Figure 6a gives the cumulative distribution function F(x) of the number of markers, x, inherited IBD by a pair of related cases on either side of a disease locus (i.e. in the region of no recombination). To obtain this, it was assumed that both markers and recombinations are both distributed randomly across the genome with Poisson distributions relative to genetic distance. Then for a pair of cases who only have one line of common ancestry through a pair of full siblings, the expected distance in morgans to the first recombination on either side of the disease locus is \( {\text{1/}}\lambda _{{\text{1}}}={\text{1/(}}k{\text{ + 1)}}\), where k is the degree of relationship between the cases (k = 3 for first cousins, k = 5 for second cousins, etc.). Letting n denote the number of markers genotyped along the genome (of approximate length 35 morgans), the expected distance to the first marker on either side of the disease locus is \( {\text{1/}}\lambda _{{\text{2}}} {\text{ = 35/}}n \).

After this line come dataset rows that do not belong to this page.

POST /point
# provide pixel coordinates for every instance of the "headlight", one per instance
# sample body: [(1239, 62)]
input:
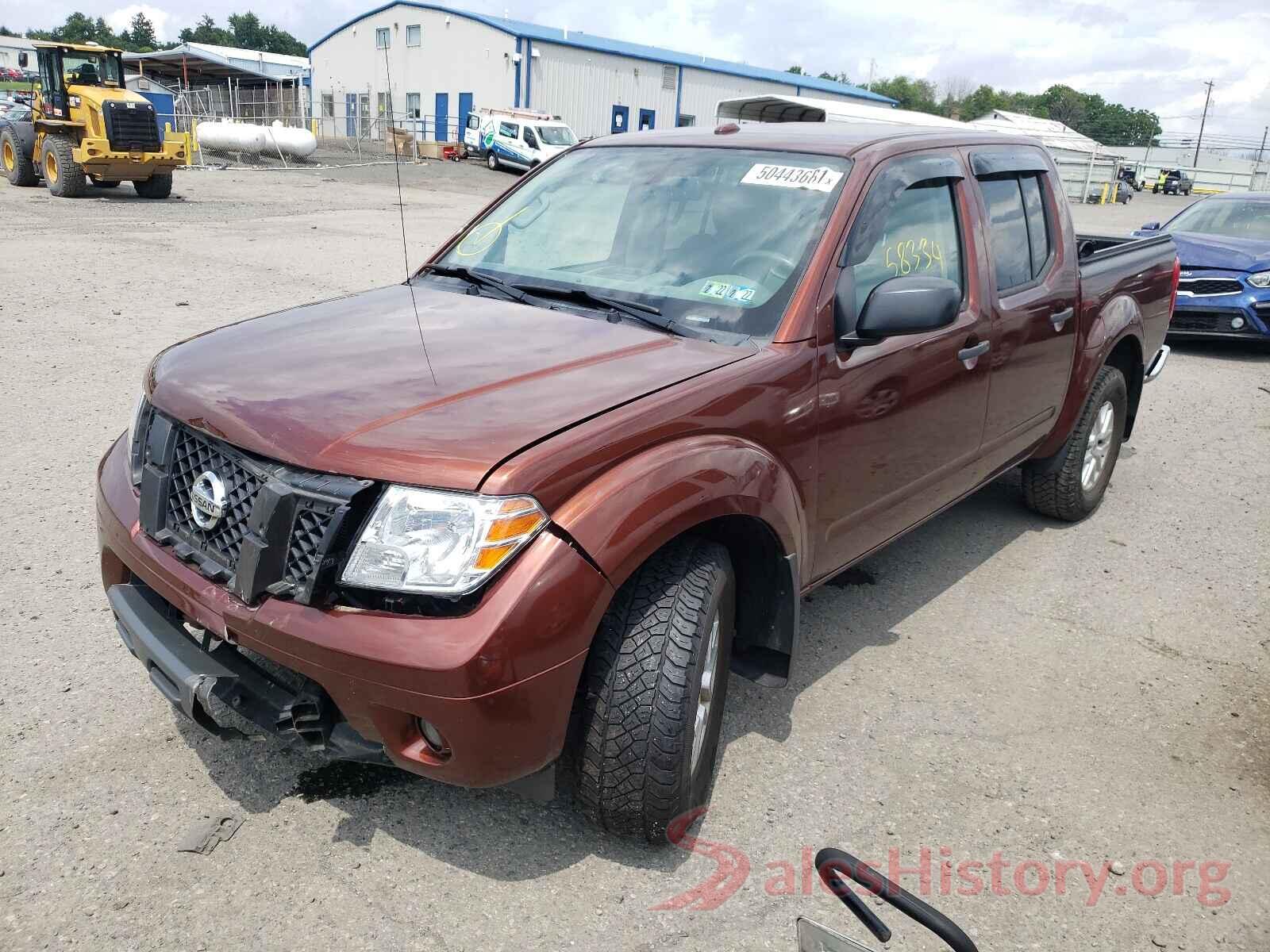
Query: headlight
[(440, 543), (137, 433)]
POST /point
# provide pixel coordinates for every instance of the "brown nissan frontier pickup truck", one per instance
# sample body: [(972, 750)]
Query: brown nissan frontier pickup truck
[(550, 494)]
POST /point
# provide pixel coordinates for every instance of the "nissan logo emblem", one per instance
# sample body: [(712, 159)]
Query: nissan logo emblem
[(207, 501)]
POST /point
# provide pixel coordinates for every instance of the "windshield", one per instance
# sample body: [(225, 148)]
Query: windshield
[(556, 135), (715, 239), (1226, 217), (90, 69)]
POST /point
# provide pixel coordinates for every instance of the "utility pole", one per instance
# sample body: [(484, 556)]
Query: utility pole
[(1203, 120)]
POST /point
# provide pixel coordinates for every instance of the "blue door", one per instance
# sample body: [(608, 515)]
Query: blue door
[(465, 108), (442, 117), (165, 109)]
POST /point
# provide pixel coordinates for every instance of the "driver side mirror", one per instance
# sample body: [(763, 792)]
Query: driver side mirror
[(908, 305)]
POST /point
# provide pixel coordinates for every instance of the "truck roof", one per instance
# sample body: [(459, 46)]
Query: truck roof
[(842, 139), (78, 48)]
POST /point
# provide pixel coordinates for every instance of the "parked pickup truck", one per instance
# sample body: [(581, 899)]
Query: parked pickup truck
[(544, 497)]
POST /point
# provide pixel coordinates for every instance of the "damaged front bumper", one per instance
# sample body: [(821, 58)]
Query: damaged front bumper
[(224, 691)]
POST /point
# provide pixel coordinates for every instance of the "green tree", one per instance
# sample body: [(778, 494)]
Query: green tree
[(140, 35), (206, 32), (914, 94), (247, 32)]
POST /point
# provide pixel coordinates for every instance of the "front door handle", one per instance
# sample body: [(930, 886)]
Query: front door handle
[(969, 355)]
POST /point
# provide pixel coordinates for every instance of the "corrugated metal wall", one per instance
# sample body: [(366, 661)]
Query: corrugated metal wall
[(582, 86), (459, 55), (452, 57)]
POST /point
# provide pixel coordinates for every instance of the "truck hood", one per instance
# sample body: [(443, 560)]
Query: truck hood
[(343, 386), (1198, 251)]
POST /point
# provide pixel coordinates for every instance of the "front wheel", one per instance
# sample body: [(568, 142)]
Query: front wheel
[(653, 693), (158, 186), (18, 167), (1071, 484), (63, 175)]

Consider the combined Poisson process of recombinations and markers with rate λ ₁ + λ ₂, where each event has probability, \( p_{m} = \lambda _{{{\text{ }}2}} /(\lambda _{{{\text{ }}1}} + \lambda _{{{\text{ 2}}}} )=(n/35), (k + 1 + n/35) \) of being a marker. Due to the reversibility of Poisson processes, the distribution of x is the same as the distribution of the number of markers occurring before two recombination events occur in the (k + 1) meioses connecting the cases. This is given by

$$ \begin{aligned}{} f(x) & = P(x{\text{ markers before 2nd recomb}}{\text{.}}) \\ & = {\sum\limits_{i = 0}^x {P(i{\text{ markers}}){\text{ }}P({\text{recomb}}{\text{.}}){\text{ }}P{\text{(}}x - i{\text{ markers) }}P{\text{(recomb}}{\text{.)}}} } \\ & = (x + 1)p^{x}_{m} (1 - p_{m} )^{2} \\ \end{aligned} $$

(1)

The cumulative distribution function is then given by

$$ \begin{aligned}{} F(x) & \; = \;P(X \le x)\; = \;{\sum\limits_{j = 0}^x {(j + 1)p_{m} ^{j} {\left( {1 - p_{m} } \right)}^{2} } } \\ & = {\left( {1 - p_{m} } \right)}^{2} {\sum\limits_{j = 0}^x {\frac{d} {{dp_{m} }}{\left[ {p_{m} ^{{j + 1}} } \right]}} } \\ & = {\left( {1 - p_{m} } \right)}^{2} \frac{d} {{dp_{m} }}{\left[ {{\sum\limits_{j = 0}^x {p_{m} ^{{j + 1}} } }} \right]} \\ & = {\left( {1 - p_{m} } \right)}^{2} \frac{d} {{dp_{m} }}{\left[ {{\left( {\frac{{p_{m} - p_{m} ^{{x + 2}} }} {{1 - p_{m} }}} \right)}} \right]} \\ & = 1 - {\left[ {\frac{{n/35}} {{k + 1 + n/35}}} \right]}^{{x + 1}} {\left( {1 + (x + 1){\left[ {\frac{{k + 1}} {{k + 1 + n/35}}} \right]}} \right)} \\ \end{aligned} $$

(2)

Figure 6b presents an estimate of the minimum number, y of identical-by-state (IBS) markers required to be reasonably confident that a haplotype has been inherited identical-by-descent (IBD) by two individuals. An idealized situation is assumed, where there is no LD between the markers, but they are close enough to ensure that the relatives have either inherited a haplotype IBD over the entire region, or have not inherited a haplotype IBD over any of the region (that is there is no recombination in the region and thus complete separation between the scales on which LD and linkage operate). If two individuals have inherited an allele identical-by-state at y consecutive markers, the probability that these alleles have been inherited IBD is

$$ \begin{aligned}{} P({\text{IBD}}\left| {y{\text{ alleles IBS}},k} \right.) & = \frac{{P({\text{IBD}}\left| k \right.)}} {{P({\text{IBD}}\left| k \right.)\; + \;P(y{\text{ alleles IBS}}\left| {{\text{not IBD}},k} \right.)P({\text{not IBD}}\left| k \right.)}} \\ & = \frac{{\frac{1} {{2^{k-1} }}}} {{\frac{1} {{2^{k-1} }}\; + \;{\left[ {1 - 2p^{2} (1 - p)^{2} } \right]}^{y} {\left( {1 - \frac{1} {{2^{k-1} }}} \right)}}} \\ \end{aligned} $$

(3)

where k is the degree of relationship and p is the minor allele frequency. For this probability to be greater than P, y is given by

$$ y > \frac{{\log {\left[ {\frac{{1/P - 1}} {{2^{k-1} - 1}}} \right]}}} {{\log {\left( {1 - 2p^{2} (1 - p)^{2} } \right)}}}. $$

(4)

Figure 6b was generated from the above formula, with P = 0.8.